Thursday, March 18, 2010

Puns, Puns, Puns Everyone Loves Puns

Puns
can make you laugh, puns can make you think and puns can make you
groan... Here's a few puns I've gathered from the Internet. I
hope they can make you laugh, think and groan up a storm.
thinkingblue



Alfred Hitchcock on puns
interviewed by Dick Cavett in 1972









I thought I saw an eye doctor on
an Alaskan island, but it turned out to be an optical Aleutian





A rubber band pistol was confiscated from
algebra class, because it was a weapon of math disruption.





No matter how much you push the envelope, it'll
still be stationery.





A grenade thrown into a kitchen in
France would result in Linoleum Blownapart.

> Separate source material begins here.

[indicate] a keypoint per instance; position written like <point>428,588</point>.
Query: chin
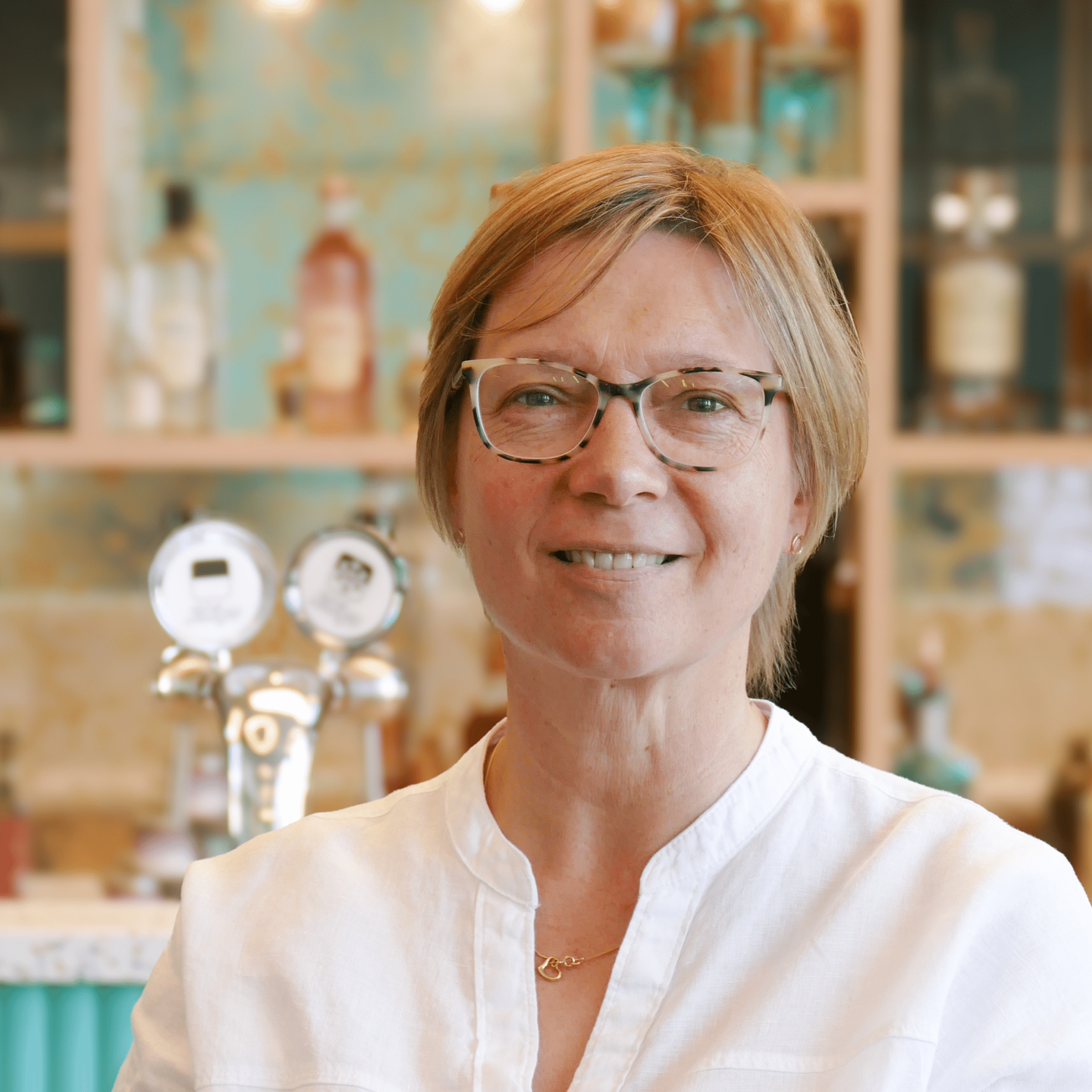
<point>602,652</point>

Atheism is a non-prophet organization.





A small boy swallowed some coins and was taken to
a hospital. When his grandmother telephoned to ask how he
was, a nurse said 'No change yet.'





The man who survived mustard gas and pepper
spray is now a seasoned veteran. When cannibals ate a missionary,
they got a taste of religion.





Don't join dangerous cults: Practice safe
sects







---------------------------------------



Visual Pun





---------------------------------------





---------------------------------------





---------------------------------------





---------------------------------------





---------------------------------------





---------------------------------------





---------------------------------------





If a person
spouts bad puns all day long, what should happen to him.



He should get
Capital Pun...ishment!





A pun, or
paronomasia, is a form of word play that deliberately exploits an
ambiguity between similar-sounding words for humorous or
rhetorical effect. Such ambiguity may arise from the intentional
misuse of homophonical, homographical, homonymic, polysemic,
metonymic, or metaphorical language.



By definition, puns must be deliberate; an involuntary
substitution of similar words is called a malapropism.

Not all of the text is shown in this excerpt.